The first time I heard about ghost signs was when I encountered this book. I'm not actually sure where it came up, but somehow I was linked to it on Amazon and next I found it our local Hastings, beat up and evidently returned but still toting a hefty $20 price tag. For this reason I didn't leave the store with the book, but I did sit on the floor then and there and went through the book, cover to cover.
Being left-handed causes me to flip through books backwards, so I didn't actually do much reading that time. Mostly I just gaped at the pictures, looking for signs I might have seen before on my trips. I did, however, gather the idea behind ghost signs. They were large, painted advertisements created generally between 1900 and the 1950s (so at the same time most classy things were starting to disappear in America). In those old days, the signs were positively ubiquitous. They were painted on the highest buildings in town so everyone could see them.
Location: Bald Knob, Market Street, across from the MoPac depot
As the years went by and advertisers started turning elsewhere to cheaper options, the signs were left to fade. Sometimes, as in the above case, older signs become visible beneath the most recent ones as the paint erodes. The "war bonds" callout dates the sign easily, and the phrase "barber shop" affords an identity to this otherwise vacant and unmarked building. The structure's other side displays the text "White Way Cafe," revealing another persona.
Sometimes the signs are located in areas which don't really seem logical now. The above sign was on the back of a building on Main Street, advertising Optima Flour to predatory wasps and employees taking smoke breaks.
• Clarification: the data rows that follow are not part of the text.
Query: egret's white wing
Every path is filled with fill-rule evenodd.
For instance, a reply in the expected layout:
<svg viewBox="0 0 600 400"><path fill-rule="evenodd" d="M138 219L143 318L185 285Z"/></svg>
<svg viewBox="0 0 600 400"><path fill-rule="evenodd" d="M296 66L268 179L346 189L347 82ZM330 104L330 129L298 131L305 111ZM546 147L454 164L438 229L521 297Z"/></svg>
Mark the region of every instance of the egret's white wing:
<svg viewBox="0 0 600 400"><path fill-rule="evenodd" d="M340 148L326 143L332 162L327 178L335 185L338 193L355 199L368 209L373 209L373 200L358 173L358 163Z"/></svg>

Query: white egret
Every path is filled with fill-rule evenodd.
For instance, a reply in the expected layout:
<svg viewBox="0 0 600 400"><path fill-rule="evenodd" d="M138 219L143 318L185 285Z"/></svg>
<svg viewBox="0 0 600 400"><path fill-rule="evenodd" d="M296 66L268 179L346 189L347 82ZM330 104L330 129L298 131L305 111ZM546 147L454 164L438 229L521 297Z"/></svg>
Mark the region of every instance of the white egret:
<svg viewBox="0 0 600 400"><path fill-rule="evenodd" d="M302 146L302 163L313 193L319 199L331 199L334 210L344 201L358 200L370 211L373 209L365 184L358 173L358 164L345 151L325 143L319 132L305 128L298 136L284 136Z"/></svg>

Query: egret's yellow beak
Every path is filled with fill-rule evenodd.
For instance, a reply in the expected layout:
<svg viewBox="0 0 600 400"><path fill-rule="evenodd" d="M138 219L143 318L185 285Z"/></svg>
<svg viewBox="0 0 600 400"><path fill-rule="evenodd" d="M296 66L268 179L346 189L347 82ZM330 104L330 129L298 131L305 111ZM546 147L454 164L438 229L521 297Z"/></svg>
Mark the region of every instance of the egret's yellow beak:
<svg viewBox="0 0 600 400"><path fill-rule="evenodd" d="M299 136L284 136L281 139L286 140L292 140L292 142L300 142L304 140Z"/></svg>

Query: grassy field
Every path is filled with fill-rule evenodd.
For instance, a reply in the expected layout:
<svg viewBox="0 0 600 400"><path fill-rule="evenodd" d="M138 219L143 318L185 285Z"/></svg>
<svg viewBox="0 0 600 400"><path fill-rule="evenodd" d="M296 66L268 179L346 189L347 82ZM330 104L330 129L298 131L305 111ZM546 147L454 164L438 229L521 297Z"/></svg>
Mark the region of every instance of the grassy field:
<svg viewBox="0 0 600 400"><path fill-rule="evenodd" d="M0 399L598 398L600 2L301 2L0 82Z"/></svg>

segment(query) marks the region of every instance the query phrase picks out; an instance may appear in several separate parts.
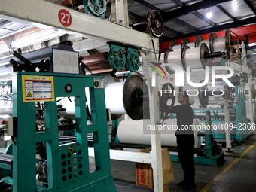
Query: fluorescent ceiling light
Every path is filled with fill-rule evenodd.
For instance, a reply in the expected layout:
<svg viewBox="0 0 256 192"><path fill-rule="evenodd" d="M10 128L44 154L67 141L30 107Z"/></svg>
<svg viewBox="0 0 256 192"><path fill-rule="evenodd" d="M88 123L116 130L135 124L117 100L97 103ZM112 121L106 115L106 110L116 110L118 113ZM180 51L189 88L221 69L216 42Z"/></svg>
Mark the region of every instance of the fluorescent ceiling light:
<svg viewBox="0 0 256 192"><path fill-rule="evenodd" d="M206 17L208 19L210 19L210 18L212 18L212 13L211 11L207 12Z"/></svg>

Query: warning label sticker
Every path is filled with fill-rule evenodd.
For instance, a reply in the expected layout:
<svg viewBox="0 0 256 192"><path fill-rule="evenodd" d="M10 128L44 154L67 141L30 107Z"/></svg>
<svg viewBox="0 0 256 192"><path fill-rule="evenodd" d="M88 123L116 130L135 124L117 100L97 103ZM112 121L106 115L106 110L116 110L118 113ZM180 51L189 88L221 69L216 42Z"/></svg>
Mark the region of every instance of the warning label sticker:
<svg viewBox="0 0 256 192"><path fill-rule="evenodd" d="M70 155L72 155L74 154L75 148L75 146L72 146L70 148L68 148L68 150L69 151Z"/></svg>
<svg viewBox="0 0 256 192"><path fill-rule="evenodd" d="M23 102L54 101L53 77L23 75Z"/></svg>

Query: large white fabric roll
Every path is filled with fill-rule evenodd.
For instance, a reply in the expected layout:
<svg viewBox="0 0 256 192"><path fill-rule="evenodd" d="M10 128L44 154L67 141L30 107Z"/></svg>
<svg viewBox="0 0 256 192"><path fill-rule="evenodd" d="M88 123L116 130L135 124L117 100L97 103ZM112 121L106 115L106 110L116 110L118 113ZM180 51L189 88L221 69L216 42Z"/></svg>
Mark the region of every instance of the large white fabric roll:
<svg viewBox="0 0 256 192"><path fill-rule="evenodd" d="M175 119L166 120L166 125L177 125ZM143 133L143 123L150 125L150 120L123 120L120 123L117 130L118 139L122 143L138 144L138 145L151 145L151 134ZM194 120L194 124L201 124L198 119ZM145 129L146 129L145 126ZM164 133L163 133L164 132ZM163 146L176 147L175 130L171 129L161 131L161 145ZM197 136L197 130L194 130L195 148L201 147L201 139Z"/></svg>

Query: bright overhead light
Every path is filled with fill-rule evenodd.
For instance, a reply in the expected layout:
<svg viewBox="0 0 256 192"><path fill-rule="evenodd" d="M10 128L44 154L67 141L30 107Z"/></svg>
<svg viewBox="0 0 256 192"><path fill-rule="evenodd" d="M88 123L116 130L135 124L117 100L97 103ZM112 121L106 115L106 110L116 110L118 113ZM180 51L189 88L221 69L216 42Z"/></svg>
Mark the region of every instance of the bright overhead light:
<svg viewBox="0 0 256 192"><path fill-rule="evenodd" d="M211 11L207 12L206 17L208 19L210 19L210 18L212 18L212 13Z"/></svg>

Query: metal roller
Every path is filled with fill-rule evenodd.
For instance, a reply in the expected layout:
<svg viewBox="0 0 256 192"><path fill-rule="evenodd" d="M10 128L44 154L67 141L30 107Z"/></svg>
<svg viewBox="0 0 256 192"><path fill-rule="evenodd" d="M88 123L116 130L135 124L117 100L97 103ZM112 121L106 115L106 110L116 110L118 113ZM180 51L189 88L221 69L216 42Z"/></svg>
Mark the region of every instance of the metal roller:
<svg viewBox="0 0 256 192"><path fill-rule="evenodd" d="M177 49L175 51L173 51L172 49L168 49L166 53L164 53L164 62L178 65L182 67L184 70L186 70L186 68L184 67L184 66L183 66L183 63L181 62L181 53L182 50L181 49ZM174 71L169 67L166 67L166 69L169 74L174 73Z"/></svg>
<svg viewBox="0 0 256 192"><path fill-rule="evenodd" d="M190 47L194 47L194 44L190 43L190 40L189 40L187 38L184 38L182 39L181 49L183 49L185 46L188 46Z"/></svg>
<svg viewBox="0 0 256 192"><path fill-rule="evenodd" d="M202 43L200 43L200 42L202 42L203 41L203 37L202 37L200 35L197 35L197 36L196 37L196 40L195 40L195 47L200 47L200 46L201 45L201 44L202 44ZM207 45L207 44L206 44L206 45ZM207 46L208 46L208 45L207 45Z"/></svg>
<svg viewBox="0 0 256 192"><path fill-rule="evenodd" d="M93 74L98 70L111 68L109 65L108 53L107 52L84 56L82 62L90 69Z"/></svg>
<svg viewBox="0 0 256 192"><path fill-rule="evenodd" d="M106 107L113 114L124 114L135 120L143 117L143 106L147 100L147 86L143 79L136 75L124 82L111 83L105 89Z"/></svg>
<svg viewBox="0 0 256 192"><path fill-rule="evenodd" d="M212 32L209 38L211 53L226 51L229 45L230 33L230 31L227 30L224 37L218 38L216 33Z"/></svg>
<svg viewBox="0 0 256 192"><path fill-rule="evenodd" d="M190 66L190 69L205 69L209 66L207 56L209 50L206 44L202 44L200 47L190 48L185 46L182 50L183 66Z"/></svg>
<svg viewBox="0 0 256 192"><path fill-rule="evenodd" d="M203 108L206 108L208 105L209 96L205 96L204 94L204 90L207 90L208 88L206 85L198 87L198 92L199 92L198 99Z"/></svg>
<svg viewBox="0 0 256 192"><path fill-rule="evenodd" d="M152 10L148 14L148 26L150 35L160 38L163 33L163 21L160 14L157 10Z"/></svg>
<svg viewBox="0 0 256 192"><path fill-rule="evenodd" d="M178 44L175 40L171 41L169 48L172 50L173 51L182 49L181 44Z"/></svg>

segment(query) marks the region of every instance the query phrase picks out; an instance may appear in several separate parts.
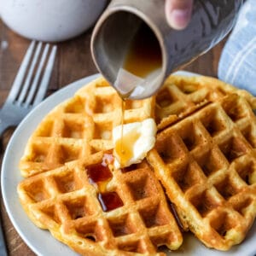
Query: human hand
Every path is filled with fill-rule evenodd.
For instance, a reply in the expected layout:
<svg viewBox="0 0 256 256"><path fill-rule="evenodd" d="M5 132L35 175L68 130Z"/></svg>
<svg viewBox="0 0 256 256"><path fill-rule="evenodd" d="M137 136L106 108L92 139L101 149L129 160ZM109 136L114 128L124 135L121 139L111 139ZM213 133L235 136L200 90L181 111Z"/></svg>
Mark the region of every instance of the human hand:
<svg viewBox="0 0 256 256"><path fill-rule="evenodd" d="M193 0L166 0L166 16L168 24L174 29L181 30L189 23Z"/></svg>

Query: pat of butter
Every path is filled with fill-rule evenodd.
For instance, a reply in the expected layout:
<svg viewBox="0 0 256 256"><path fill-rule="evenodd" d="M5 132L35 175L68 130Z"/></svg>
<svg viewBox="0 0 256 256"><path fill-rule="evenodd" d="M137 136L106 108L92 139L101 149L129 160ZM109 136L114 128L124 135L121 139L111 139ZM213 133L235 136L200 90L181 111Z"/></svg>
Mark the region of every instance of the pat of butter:
<svg viewBox="0 0 256 256"><path fill-rule="evenodd" d="M122 125L114 127L113 130L114 166L126 167L141 162L154 147L156 131L156 125L153 119L124 125L122 139Z"/></svg>

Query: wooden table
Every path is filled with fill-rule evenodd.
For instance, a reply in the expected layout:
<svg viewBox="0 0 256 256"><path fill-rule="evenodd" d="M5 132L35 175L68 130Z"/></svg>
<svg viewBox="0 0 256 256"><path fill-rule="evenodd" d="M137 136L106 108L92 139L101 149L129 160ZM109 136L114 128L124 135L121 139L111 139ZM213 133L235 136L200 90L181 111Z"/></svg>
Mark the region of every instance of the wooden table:
<svg viewBox="0 0 256 256"><path fill-rule="evenodd" d="M58 44L57 57L47 94L97 72L90 55L91 30L67 42ZM14 33L0 20L0 106L4 102L30 41ZM217 76L218 63L224 42L201 56L184 69L203 75ZM15 129L3 137L3 152ZM1 197L1 218L9 255L35 255L23 242L12 225ZM44 241L42 241L42 245Z"/></svg>

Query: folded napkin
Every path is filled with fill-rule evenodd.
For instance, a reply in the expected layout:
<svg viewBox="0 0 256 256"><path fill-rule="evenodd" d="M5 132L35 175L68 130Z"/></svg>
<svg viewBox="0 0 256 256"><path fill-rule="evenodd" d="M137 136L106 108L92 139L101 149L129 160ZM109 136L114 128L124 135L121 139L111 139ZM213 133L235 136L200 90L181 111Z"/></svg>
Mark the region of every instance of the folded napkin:
<svg viewBox="0 0 256 256"><path fill-rule="evenodd" d="M218 78L256 96L256 1L247 0L221 54Z"/></svg>

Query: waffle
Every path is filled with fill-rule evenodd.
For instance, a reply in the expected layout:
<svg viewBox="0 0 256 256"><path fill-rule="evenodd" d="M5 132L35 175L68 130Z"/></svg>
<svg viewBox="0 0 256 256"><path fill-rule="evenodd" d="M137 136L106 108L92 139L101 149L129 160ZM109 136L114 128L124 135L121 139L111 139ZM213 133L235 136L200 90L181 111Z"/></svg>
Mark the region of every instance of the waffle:
<svg viewBox="0 0 256 256"><path fill-rule="evenodd" d="M185 230L227 250L256 216L256 118L226 94L160 131L148 154Z"/></svg>
<svg viewBox="0 0 256 256"><path fill-rule="evenodd" d="M83 255L160 255L183 241L146 161L114 170L102 151L27 177L18 193L38 226Z"/></svg>
<svg viewBox="0 0 256 256"><path fill-rule="evenodd" d="M143 163L118 170L112 130L122 101L100 78L32 135L20 162L22 207L81 254L161 254L183 237L159 179L183 230L227 250L255 218L255 107L250 94L217 79L171 76L155 97L126 102L124 124L154 118L159 132ZM95 166L106 175L97 182Z"/></svg>
<svg viewBox="0 0 256 256"><path fill-rule="evenodd" d="M153 117L154 99L127 101L124 124ZM55 108L39 124L20 161L24 177L61 167L113 148L112 130L121 124L122 100L99 78Z"/></svg>
<svg viewBox="0 0 256 256"><path fill-rule="evenodd" d="M124 123L153 117L153 98L127 101ZM35 224L81 254L175 250L183 237L148 164L113 167L112 130L121 113L120 98L102 79L50 112L20 163L21 205Z"/></svg>
<svg viewBox="0 0 256 256"><path fill-rule="evenodd" d="M243 96L252 107L256 107L256 98L247 91L217 79L170 76L156 95L155 121L158 130L163 130L210 102L232 93Z"/></svg>

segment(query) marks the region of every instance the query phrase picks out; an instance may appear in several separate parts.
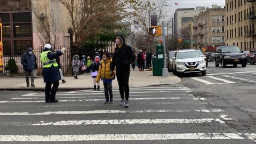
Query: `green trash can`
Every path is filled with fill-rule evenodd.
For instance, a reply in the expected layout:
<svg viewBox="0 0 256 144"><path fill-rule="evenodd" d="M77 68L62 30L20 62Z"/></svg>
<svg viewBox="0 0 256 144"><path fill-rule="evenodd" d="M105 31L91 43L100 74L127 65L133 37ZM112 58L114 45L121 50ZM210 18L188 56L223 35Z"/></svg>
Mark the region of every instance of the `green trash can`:
<svg viewBox="0 0 256 144"><path fill-rule="evenodd" d="M153 58L153 76L162 76L164 68L164 47L156 46L156 56Z"/></svg>

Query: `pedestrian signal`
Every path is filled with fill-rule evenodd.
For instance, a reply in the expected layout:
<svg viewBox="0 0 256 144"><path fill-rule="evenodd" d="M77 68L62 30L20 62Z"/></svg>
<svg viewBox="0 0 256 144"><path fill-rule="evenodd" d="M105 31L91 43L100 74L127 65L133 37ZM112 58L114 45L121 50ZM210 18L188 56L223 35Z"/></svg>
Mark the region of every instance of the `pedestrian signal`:
<svg viewBox="0 0 256 144"><path fill-rule="evenodd" d="M149 35L152 36L162 36L162 26L149 28Z"/></svg>
<svg viewBox="0 0 256 144"><path fill-rule="evenodd" d="M182 39L182 38L179 38L179 43L182 43L182 41L183 41L183 39Z"/></svg>

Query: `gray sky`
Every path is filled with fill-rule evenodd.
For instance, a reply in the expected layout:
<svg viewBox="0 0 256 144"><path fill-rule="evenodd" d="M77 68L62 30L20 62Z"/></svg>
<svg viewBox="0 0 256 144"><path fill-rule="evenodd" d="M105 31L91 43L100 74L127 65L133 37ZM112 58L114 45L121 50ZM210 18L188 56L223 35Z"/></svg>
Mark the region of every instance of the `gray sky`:
<svg viewBox="0 0 256 144"><path fill-rule="evenodd" d="M168 4L172 7L172 11L173 12L174 9L181 8L196 8L198 6L212 7L212 5L217 4L224 7L225 6L225 0L167 0ZM175 5L175 3L179 4L179 6Z"/></svg>

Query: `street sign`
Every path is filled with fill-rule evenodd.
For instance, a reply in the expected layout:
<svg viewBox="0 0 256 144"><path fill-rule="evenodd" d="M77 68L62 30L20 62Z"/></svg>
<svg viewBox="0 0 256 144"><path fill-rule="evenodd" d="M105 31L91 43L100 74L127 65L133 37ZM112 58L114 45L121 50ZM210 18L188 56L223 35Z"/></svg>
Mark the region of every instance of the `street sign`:
<svg viewBox="0 0 256 144"><path fill-rule="evenodd" d="M190 41L183 41L182 43L183 44L189 44L190 43Z"/></svg>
But the positioning suggests that that area was once a high-traffic and high-priority zone. It also suggests that a product called "Optima Flour" existed at some point.
Here is an example of a ghost sign displayed at a tall vantage point. Anyone trotting down Batesville's Main Street in 1920 would see clearly that someone named "Hail" owned a Dry Goods shop in that building. It's the equivalent of seeing "McDonald's, Exit 92, 2 miles ahead on the right" on I-40, except this sign was beautifully hand-painted by a person instead of laser-printed and mass-produced by a corporation. Sorry, a little bitter.
For my last entry in our intro to ghost signs, we have one of my favorite types. Occasionally when a building is being renovated, or burns down, or is otherwise removed, one of these old signs is revealed, at least for a while. The Landers Theater, one of two beautiful old theaters in downtown Batesville, is currently being renovated and being made into the home of a Fellowship Bible Church (yeah, weird, but I guess it is Arkansas). When one of the walls was torn down, it revealed the massive sign seen above. Signs of this size rarely still exist on buildings, usually having been painted over or otherwise removed. This one is positively enormous, covering most of the side of the neighboring building, and is definitely advertising something which would cost a lot more than $3.50 these days. What that product is, I'm not sure.